# Shooting glasses



## jblaze725 (Mar 19, 2007)

I couldnt figure out where to put this so if this is not the right place I apologize. I just wanted to know what are some good shooting glasses that will not break the bank? I'm tired of using the crappy ones they have at the range. I also dont wanna buy theirs because they sell the same crap they just dont come with all those neat scratches and stuff. I dont want something ultra cheap, just well priced.


----------



## SuckLead (Jul 4, 2006)

I cannot for the life of me remember the name of them, but there is a kind of glasses that came out that actually velcroes to the outside of your hearing protection. They work great and won't break the seal of your hearing protection, and they only cost about $20. I'll try to remember to check the company name on them tomorrow at work, unless someone else here knows what I'm talking about.


----------



## DJ Niner (Oct 3, 2006)

May I suggest going to your local building-supply contractor warehouse/store and browsing their selection of safety glasses. OSHA-approved glasses for use in dangerous workplaces are also suitable for shooting, and can be had for far less than safety glasses that are marketed specifically as shooting eyewear. Sometimes they are indistinguishable from rather expensive commercial shooting glasses, except for the packaging.


----------



## DjSaneR (Jan 13, 2007)

I just use my sunglasses.


----------



## Todd (Jul 3, 2006)

I have the ESS ICE system. Not horribly expensive considering you get three lenses, the frame, and case. They're very comfortable and have worked great.

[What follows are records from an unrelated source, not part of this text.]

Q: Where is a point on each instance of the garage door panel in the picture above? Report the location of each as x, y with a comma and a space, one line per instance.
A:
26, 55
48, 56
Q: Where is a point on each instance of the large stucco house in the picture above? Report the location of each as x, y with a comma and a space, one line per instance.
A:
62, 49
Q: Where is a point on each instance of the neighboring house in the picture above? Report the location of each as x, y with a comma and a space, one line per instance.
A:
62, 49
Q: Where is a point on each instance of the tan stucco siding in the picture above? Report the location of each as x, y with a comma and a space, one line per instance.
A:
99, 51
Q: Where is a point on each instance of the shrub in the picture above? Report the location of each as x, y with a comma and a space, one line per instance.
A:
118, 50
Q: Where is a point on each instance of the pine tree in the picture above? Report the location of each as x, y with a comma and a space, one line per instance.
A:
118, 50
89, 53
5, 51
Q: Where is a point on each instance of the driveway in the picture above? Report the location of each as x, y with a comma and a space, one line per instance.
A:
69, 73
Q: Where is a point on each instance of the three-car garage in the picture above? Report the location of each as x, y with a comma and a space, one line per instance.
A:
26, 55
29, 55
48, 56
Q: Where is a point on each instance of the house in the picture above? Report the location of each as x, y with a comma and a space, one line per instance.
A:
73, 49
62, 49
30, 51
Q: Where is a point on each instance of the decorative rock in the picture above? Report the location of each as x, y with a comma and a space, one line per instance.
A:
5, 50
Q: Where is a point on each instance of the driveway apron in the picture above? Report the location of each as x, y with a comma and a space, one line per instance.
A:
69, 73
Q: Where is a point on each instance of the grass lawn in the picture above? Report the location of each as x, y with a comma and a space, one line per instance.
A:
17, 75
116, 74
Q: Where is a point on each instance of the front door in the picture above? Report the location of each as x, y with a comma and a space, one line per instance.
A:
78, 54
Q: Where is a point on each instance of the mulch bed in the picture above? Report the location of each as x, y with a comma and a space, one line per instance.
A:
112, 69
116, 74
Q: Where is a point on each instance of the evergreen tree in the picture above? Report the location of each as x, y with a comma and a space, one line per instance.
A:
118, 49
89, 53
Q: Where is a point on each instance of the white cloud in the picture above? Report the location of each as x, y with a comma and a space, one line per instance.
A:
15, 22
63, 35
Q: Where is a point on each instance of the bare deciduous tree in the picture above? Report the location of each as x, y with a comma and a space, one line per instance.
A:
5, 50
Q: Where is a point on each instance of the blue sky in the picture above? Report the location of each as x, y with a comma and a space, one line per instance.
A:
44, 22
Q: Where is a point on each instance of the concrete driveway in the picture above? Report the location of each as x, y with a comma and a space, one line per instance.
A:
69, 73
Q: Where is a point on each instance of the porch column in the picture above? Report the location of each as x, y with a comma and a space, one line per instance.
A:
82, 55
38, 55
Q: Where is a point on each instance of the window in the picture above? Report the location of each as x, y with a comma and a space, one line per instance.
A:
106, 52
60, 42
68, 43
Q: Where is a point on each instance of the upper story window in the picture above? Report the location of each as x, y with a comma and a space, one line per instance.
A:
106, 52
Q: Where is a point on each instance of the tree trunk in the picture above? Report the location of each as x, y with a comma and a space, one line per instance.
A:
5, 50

http://www.opticsplanet.net/ess-ice-sunglasses.html


----------



## SigZagger (Aug 16, 2006)

I agree in checking a builders supply store for safety glasses. I like the AOSafety brand. Great wrap around coverage, clear or yellow lenses and the temple arms are adjustable in and out for size.


----------



## Flanker (Jan 26, 2007)

*The best I have found Hoppe's*

I had used some really high dollar B&L shooting glasses for years. But I found that a nice plastic Hoppe's standard safety glasses found at many sporting goods stores bought mine at Academy.$8 US bucks. they allow other glasses under them and work well with heaing protection.:smt1099


----------



## Mdnitedrftr (Aug 10, 2006)

I have some Remington glasses that I bought at the gun shop for like $17 I think. Came with a case and 3 different pairs of lenses, clear, yellow, and smoke. They do the job.


----------



## jblaze725 (Mar 19, 2007)

Now I'm really glad I posted this. I completely didnt even think about the glasses affecting the seal the muffs make around your ear. Pretty pathetic of me. Now I'm kinda worried about buying glasses online because I wont be able to check and see if they interfere.


----------



## Todd (Jul 3, 2006)

jblaze725 said:


> Now I'm really glad I posted this. I completely didnt even think about the glasses affecting the seal the muffs make around your ear. Pretty pathetic of me. Now I'm kinda worried about buying glasses online because I wont be able to check and see if they interfere.


Get a set of ZEM's and you won't have to worry about the seal. :mrgreen:

http://www.pistolgear.com/proddetail.php?prod=05ZEM
Click on the picture for a full description.


----------



## jblaze725 (Mar 19, 2007)

I all ready have a pretty good set of muffs I really like though. Very comfortable and they work great. How well do those ZEM's work? I'm just a little skeptical that they can do as good a job as a good set of muffs can although I'm probably wrong.


----------



## Todd (Jul 3, 2006)

The ZEMs work quite well, IMO. Then again, I had a crappy set of muffs, so my comparison won't be like yours.


----------